September 26th, 2012

Yoga is one of the world’s fastest growing health and fitness activities with 20 million people in the US and over 250 million around the world practicing it every day.  Its ancient roots go back to 2500 BCE.  Don’t miss this enlightening conversation with William Broad, Pulitzer Prize winning author and lead science writer for the New York Times, share his discoveries about the surprising benefits and the often unknown risks of Yoga practices.  His new book, The Science of Yoga, five years in the making shatters myths and illuminates how yoga can lift moods and inspire creativity. It is also now scientifically proven to support healthy sexual functioning for both men and women and offer a gateway to the mystery of lasting sexual bliss.


William J. Broad is a science journalist and senior writer at The New York Times. He shared two Pulitzer Prizes with his colleagues, as well as an Emmy Award and a DuPont Award.  He joined The Times in 1983 and writes about everything from exploding stars and the secret life of marine mammals to the spread of nuclear arms and the inside story on why the Titanic sank so rapidly.

Most recently, He is the author of The Science of Yoga: The Risks and the Rewards, which The Times Magazine excerpted as “All Bent Out of Shape.”In 1986, Mr.
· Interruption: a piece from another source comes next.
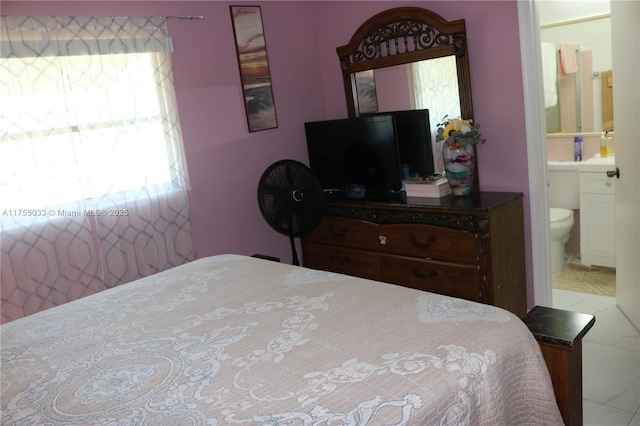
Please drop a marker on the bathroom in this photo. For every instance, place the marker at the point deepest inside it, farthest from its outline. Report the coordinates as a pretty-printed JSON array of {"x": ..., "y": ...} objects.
[{"x": 579, "y": 103}]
Broad was a member of the team that won a Pulitzer Prize for coverage of the feasibility of the Star Wars antimissile program. And in 1987, he and Times colleagues won a Pulitzer for reporting on the Challenger space shuttle disaster. He was a Pulitzer finalist in 2005 for articles written with David E. Sanger on nuclear proliferation. In 2007, he and Mr. Sanger shared a DuPont Award from the Columbia University Graduate School of Journalism for the television documentary “Nuclear Jihad: Can Terrorists Get the Bomb?”

Before joining The Times, Mr. Broad worked as a reporter in Washington, D.C., for Science — the weekly magazine of the American Association for the Advancement of Science. He earned a master’s degree in the history of science from the University of Wisconsin, and in 1995 won the school’s Distinguished Service to Journalism Award.